On my last clinical I was in the ICU. Tubes were aspirated for residual sixth hourly (patient's are on 24hrly continuous feeds. If there was more than 60mL of residual (i.e. the syringe capacity) it went into a fresh kidney dish (sterile/straight out of the packet, found in the ICU bedside cupboards so no leaving the bedside) so more residual could be aspirated. A max of 200mL was returned. Anything in excess of 200mL was disposed of.

Specializes in cardiac/PCU.

I've always been taught, and practiced, returning all of the residual regardless of the amount. With that being said, if you are checking residuals regularly you shouldn't end up with an obscene amount.

When the residual is more than the syringe I use a clean cup and empty the syringe out. After obtaining an accurate measurement I return all of the residual back to the patient.

From what I have found, it isn't realistic to aspirate the residual (if more than 60 cc), put it back in the patient, go to the equipment/supply room, get a new syringe and do it all again. Nor, have I found this to be the practice at any facilities that I have been at.

Just my two cents ...

PreemieNurse, this has been my experience in NICU, probably drastically different from adults. If I have more aspirate than will fit in say the 10cc syringe Im using then I disconnect, put the full syringe to the side and use another until I have it all. When I call an advanced practitioner depends on how much the total volume of a feeding is and the color of the aspirate. If it's just a little partially digested formula I give it back, feed on top, and document. Sometimes if the residual is a nasty color we will toss it and feed fresh. Depends very much on the baby.

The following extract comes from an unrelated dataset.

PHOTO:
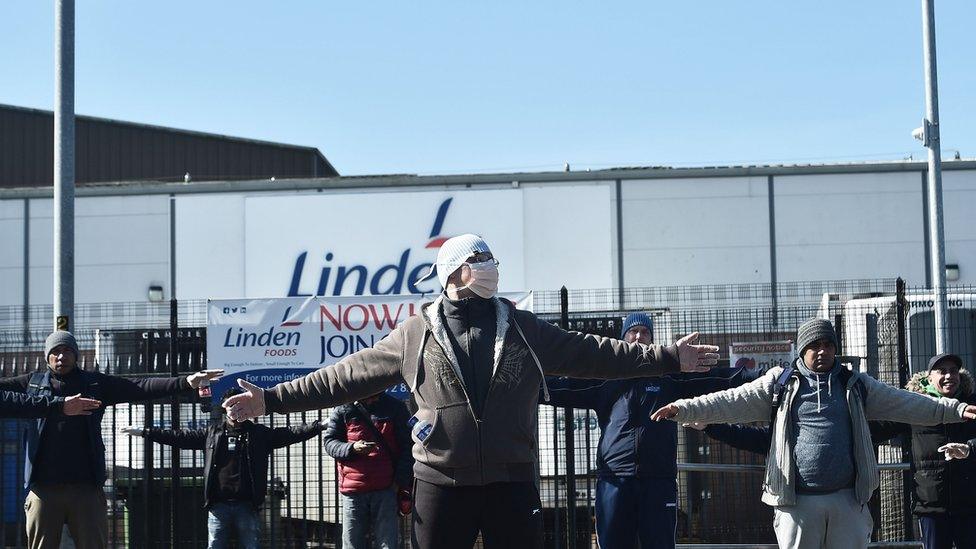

Specializes in Med/Surg, DSU, Ortho, Onc, Psych.

OP, I think I was getting a bit confused re ur original post.

With anorexics with NG feeds, we used a 50ml syringe to aspirate the stomach contents to check the pH before commencing feedings. But I've never returned any residuals - I don't understand why you would do that - sounds pretty gross. I've been told by more experienced nurses than me that you don't even have to check the pH, because anorexics, or people at home with NG feeds don't do this at home.

Anyway, we used sterile syringes and injected the aspirated amount into a clean kidney dish. I was told by a CN that you don't really need sterile syringes for these procedures, as the stomach is not sterile. But I ALWAYS use a sterile syringe to flush anything, ie: NG feeds, PEG feeds.